Diploma Project Proposals 2016-2017

We are looking for 4-5 students interested to work on projects in the following domain:

Tools for supporting program comprehension of large software systems at architectural level

Domain description and motivation

The main problem of software development is the increasing size and complexity of software systems. In order to cope with this problem, Software Engineering emerged as a discipline. It begun by defining software process models, identifying structured sets of activities and developing guidelines how these should be carried out (from requirements engineering, design, testing, etc).

But abstract guidelines are not enough to support the software process; tools have been developed to support all the phases of software process. Tools like integrated development environments (IDEs), modeling tools, collaborative and versioning tools are since a long time indispensable for software engineers.

Current research is directed toward developing more intelligent tools such as recommendation systems for software engineering. These are tools that help software engineers master the large amount of code, models, documentation etc. that they must navigate and that assist them with a wide range of their activities. In this project, we focus on helping some activities related with maintenance.

Maintenance of complex software systems can be done by software engineers only after they understand well the existing code. Program comprehension (which is the "scientific" term used to refer to the activity of understanding existing code) is supported by documentation - either developer documentation, if it is available and up-to-date, or reverse engineered.

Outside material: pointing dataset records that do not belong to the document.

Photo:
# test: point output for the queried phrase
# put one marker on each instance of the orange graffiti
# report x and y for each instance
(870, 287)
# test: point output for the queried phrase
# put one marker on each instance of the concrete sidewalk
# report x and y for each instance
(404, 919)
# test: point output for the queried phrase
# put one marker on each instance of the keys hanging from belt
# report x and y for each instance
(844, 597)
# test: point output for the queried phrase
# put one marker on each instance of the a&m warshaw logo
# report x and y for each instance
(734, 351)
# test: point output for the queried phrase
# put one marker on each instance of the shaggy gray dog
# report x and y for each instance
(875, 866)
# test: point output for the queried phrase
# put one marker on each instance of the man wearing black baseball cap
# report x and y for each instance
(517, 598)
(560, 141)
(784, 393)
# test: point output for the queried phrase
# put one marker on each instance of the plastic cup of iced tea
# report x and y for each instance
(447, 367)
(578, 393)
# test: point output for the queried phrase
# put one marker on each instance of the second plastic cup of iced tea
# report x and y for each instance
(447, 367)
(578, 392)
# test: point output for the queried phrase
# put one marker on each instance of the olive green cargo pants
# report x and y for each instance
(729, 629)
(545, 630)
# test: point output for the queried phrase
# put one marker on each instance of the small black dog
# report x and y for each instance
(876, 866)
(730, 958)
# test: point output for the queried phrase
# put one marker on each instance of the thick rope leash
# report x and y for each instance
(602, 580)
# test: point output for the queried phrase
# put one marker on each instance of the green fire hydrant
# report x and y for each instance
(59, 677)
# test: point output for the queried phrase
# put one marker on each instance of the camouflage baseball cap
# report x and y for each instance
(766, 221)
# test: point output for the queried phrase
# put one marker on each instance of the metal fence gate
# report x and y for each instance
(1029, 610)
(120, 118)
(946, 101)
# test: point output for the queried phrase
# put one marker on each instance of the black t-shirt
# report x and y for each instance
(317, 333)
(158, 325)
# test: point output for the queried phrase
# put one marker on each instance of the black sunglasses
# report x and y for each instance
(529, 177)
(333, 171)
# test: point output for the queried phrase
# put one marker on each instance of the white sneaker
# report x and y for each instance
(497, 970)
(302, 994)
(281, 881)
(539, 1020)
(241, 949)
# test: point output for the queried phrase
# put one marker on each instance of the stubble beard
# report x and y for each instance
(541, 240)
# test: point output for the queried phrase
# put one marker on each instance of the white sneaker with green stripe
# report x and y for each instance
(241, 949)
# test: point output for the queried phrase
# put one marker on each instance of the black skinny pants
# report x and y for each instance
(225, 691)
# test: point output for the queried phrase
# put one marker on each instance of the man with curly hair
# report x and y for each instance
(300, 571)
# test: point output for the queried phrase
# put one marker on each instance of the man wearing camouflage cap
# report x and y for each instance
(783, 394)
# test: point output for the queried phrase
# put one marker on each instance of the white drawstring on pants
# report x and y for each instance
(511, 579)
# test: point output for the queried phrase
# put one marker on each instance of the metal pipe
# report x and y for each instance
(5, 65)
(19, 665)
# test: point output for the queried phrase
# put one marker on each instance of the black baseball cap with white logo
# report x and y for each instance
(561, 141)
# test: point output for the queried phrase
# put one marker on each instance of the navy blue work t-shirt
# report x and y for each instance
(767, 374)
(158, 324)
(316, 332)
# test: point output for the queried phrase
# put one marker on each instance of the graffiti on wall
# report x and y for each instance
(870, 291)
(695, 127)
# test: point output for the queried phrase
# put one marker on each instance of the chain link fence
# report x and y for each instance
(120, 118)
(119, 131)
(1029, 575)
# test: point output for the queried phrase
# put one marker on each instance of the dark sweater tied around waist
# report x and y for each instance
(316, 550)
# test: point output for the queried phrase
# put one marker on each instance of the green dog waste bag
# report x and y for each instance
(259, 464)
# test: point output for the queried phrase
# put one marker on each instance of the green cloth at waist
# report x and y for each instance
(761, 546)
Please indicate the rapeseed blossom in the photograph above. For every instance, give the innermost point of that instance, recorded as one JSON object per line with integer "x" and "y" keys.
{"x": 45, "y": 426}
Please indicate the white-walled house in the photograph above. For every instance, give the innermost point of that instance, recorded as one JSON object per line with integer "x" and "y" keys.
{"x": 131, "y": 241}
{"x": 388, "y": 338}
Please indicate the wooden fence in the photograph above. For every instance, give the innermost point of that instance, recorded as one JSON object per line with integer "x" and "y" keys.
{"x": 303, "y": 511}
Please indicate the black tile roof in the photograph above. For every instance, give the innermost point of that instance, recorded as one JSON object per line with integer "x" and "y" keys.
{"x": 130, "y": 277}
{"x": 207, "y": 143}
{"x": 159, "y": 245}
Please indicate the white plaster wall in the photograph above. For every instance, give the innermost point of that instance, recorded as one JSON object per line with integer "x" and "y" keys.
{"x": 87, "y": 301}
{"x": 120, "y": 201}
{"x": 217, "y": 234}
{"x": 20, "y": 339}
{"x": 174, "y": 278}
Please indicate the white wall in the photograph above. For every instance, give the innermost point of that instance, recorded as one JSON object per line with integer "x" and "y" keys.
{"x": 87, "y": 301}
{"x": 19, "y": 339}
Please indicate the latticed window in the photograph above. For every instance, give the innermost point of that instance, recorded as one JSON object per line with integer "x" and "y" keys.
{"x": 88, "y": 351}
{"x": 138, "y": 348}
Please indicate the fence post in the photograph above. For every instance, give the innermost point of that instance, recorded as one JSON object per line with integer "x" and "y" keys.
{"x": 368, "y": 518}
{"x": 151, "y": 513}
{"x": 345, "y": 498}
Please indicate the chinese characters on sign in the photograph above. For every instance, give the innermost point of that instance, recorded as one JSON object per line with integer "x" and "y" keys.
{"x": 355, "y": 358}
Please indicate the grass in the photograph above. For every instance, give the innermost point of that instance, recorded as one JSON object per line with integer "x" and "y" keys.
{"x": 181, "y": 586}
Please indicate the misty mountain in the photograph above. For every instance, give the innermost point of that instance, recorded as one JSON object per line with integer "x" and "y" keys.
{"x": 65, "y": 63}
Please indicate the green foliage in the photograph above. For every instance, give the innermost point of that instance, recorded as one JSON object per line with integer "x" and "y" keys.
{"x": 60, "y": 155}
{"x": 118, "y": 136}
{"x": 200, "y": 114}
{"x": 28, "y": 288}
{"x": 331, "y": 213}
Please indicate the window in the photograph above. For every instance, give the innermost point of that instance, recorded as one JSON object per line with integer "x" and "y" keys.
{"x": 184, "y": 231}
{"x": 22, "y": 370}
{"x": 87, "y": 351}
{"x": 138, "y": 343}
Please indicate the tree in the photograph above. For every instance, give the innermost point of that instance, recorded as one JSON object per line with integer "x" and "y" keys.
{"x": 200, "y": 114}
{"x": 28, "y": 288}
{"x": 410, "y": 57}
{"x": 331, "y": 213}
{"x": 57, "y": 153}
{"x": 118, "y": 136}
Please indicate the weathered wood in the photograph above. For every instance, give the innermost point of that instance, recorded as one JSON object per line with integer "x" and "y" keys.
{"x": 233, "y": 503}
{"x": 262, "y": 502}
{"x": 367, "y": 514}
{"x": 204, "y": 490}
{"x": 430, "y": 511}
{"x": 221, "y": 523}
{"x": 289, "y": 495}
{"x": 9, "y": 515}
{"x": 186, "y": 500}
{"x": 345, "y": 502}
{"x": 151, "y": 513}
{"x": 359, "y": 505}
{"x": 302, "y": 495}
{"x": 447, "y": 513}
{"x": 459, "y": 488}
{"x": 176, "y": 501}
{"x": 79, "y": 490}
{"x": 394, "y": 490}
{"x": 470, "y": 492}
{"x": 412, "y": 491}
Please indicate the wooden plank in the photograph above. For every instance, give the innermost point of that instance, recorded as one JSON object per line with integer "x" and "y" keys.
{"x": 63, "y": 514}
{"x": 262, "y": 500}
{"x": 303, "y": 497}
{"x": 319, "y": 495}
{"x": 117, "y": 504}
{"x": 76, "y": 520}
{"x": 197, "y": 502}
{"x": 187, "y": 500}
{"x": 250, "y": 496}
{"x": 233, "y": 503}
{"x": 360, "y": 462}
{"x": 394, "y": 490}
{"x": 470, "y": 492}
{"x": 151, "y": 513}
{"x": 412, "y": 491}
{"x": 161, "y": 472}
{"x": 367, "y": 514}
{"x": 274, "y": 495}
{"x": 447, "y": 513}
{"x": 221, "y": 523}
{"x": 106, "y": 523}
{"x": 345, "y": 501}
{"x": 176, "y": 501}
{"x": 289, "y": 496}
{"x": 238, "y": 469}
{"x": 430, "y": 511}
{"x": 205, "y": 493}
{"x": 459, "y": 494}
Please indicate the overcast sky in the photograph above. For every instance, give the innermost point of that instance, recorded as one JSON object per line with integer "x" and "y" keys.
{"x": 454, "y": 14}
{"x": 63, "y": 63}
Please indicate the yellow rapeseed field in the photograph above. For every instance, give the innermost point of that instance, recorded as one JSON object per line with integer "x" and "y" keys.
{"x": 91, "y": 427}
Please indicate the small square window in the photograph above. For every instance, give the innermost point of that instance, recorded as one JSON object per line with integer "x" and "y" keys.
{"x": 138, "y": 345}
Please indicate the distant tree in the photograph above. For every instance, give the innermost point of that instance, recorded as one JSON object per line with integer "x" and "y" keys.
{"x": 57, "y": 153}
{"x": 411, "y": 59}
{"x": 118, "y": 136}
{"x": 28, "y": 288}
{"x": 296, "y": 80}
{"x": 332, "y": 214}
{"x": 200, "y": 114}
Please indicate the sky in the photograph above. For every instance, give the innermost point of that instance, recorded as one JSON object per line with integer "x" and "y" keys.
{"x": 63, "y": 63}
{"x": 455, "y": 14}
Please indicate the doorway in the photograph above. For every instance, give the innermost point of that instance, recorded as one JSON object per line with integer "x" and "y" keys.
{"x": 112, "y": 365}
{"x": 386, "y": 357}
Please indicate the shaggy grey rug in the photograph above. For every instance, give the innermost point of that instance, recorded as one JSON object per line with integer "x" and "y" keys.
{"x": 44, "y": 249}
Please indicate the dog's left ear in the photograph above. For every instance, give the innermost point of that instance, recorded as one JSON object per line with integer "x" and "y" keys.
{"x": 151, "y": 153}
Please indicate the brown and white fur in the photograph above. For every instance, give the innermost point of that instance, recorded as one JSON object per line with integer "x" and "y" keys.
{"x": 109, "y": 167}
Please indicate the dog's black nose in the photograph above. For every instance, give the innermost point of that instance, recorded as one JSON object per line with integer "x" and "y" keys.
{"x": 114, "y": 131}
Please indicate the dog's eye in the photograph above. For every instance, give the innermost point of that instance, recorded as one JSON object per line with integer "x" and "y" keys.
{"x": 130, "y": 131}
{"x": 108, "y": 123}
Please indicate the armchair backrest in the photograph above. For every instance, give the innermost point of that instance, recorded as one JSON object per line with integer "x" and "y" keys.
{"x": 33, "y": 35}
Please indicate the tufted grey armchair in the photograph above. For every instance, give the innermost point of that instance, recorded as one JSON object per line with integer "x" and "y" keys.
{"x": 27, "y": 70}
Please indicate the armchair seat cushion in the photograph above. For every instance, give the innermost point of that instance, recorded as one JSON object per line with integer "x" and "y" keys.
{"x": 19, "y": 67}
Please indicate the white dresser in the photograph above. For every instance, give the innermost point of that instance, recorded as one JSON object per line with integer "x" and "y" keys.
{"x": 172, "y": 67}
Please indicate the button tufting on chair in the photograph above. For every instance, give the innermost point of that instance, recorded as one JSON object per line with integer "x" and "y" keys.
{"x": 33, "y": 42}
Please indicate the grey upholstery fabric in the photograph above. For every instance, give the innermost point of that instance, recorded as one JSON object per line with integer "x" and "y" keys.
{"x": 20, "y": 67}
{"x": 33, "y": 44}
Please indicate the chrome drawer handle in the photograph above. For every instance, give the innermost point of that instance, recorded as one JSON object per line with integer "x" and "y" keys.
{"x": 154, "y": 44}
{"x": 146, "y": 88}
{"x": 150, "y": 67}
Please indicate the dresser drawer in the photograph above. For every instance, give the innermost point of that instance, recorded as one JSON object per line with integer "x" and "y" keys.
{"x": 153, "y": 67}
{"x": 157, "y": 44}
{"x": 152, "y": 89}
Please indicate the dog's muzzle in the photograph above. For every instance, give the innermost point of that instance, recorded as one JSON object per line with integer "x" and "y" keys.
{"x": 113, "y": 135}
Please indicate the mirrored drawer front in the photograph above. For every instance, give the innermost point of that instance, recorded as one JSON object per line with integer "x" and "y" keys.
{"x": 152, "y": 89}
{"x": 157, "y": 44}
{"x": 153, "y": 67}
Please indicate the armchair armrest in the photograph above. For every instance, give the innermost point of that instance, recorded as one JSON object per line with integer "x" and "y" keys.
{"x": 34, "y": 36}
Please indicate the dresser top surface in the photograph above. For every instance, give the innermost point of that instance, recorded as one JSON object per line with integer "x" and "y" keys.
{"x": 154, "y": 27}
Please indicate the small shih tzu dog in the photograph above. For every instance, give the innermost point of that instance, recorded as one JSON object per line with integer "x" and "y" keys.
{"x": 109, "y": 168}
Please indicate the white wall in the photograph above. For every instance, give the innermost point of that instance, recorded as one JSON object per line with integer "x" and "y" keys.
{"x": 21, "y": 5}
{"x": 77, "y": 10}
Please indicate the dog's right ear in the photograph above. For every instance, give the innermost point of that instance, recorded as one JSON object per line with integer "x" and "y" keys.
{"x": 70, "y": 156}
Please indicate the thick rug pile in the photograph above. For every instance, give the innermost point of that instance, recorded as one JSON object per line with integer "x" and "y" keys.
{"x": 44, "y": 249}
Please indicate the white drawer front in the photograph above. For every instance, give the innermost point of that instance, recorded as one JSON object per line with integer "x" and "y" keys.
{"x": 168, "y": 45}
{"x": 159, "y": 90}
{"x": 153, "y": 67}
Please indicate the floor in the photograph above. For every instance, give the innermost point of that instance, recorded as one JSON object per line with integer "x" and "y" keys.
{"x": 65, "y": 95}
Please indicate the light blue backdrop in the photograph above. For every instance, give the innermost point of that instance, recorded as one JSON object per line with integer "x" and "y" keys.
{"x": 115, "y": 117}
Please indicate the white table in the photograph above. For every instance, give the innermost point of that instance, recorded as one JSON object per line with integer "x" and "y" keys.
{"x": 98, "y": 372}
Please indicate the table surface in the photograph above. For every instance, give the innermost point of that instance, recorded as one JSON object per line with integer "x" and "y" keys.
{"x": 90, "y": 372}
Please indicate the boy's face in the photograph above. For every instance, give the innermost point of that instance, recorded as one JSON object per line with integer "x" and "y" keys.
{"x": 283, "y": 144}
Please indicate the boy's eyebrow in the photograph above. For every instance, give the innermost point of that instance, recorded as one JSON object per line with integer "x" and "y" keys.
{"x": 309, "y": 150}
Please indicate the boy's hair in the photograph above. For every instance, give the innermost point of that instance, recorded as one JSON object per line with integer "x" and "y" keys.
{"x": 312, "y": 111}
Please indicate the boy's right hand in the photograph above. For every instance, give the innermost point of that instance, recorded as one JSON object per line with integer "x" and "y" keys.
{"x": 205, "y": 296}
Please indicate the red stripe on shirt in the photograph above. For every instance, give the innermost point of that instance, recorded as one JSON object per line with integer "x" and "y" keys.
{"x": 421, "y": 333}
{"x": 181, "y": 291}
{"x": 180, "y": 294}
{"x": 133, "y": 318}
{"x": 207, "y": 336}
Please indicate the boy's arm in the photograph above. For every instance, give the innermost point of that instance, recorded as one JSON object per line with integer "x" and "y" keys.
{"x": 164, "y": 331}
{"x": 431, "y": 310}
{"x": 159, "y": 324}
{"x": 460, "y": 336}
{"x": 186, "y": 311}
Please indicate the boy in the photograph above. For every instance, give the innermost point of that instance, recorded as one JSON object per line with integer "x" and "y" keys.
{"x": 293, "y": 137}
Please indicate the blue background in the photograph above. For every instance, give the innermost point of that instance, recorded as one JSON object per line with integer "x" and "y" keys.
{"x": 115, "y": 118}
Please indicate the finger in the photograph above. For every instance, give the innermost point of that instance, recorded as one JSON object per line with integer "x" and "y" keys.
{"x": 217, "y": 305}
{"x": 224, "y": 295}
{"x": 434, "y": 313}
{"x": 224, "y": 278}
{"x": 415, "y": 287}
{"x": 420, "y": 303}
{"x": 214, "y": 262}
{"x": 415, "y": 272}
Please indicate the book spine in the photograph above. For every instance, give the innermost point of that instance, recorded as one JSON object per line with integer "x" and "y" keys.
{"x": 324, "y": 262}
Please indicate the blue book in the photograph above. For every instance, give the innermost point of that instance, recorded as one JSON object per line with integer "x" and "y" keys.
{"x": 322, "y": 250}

Reverse engineering a large software system often produces a huge amount of information, whose comprehension or further processing would take a long time. Lets imagine that a class diagram has been reverse engineered from a system with hundreds or even thousands of classes. Such a class diagram is of little use when trying to understand the system in absence of any documentation. Even when documentation is available, it may be too detailed and scattered - such as the one generated by javadoc from all the classes and packages of the system. What is most often missing is a short document providing the new user with useful information to start with - an "executive summary".

This is the goal of the proposed projects: to develop tools which (automatically) produce "summaries" of software systems in order to help their comprehension.

General project description

A summary of a document can be obtained in two ways: abstractive summarization or extractive summarization. In software engineering, a form of abstractive summarization is doing architectural reconstruction, or generating higher-level software abstractions out of the primary software artifacts that are given; it mainly works toward generating high level "architectural box and lines diagrams" starting out from the raw code, identifying the meaningful boxes and lines. Extractive summaries in software engineering are built by identifying and selecting the most important software artifacts from the existing ones.

We can build tools for both approaches of summarization and combinations thereof.

Project implementations

How exactly is such a tool working ? It follows following general steps:
  1. First, the tool takes as input some existing code, analyzes it and generates a primary model of the code. We do not do this from scratch, but use various libraries and frameworks for code analysis.
  2. Then the tool analyzes the primary model generated in step 1 and produces the "summaries". Projects will focus on this step, defining and implementing methods for analysis and "summarization", abstractive or extractive or combinations. The methods used come from domains such as: data mining (clustering), graph algorithms, network analysis, fuzzy inference, etc.
The individual assignment for each student project will be discussed at appointment.

Candidate requirements

The interested students should: The interested students should send an email to ioana.sora@cs.upt.ro to set an appointment for discussion.

Starting points

The projects will start with implementing methods described in some of the publications, working on their improvement, extension and validation. We also have existing implementations of certain parts previously developed as parts of the ART project that can be reused or extended.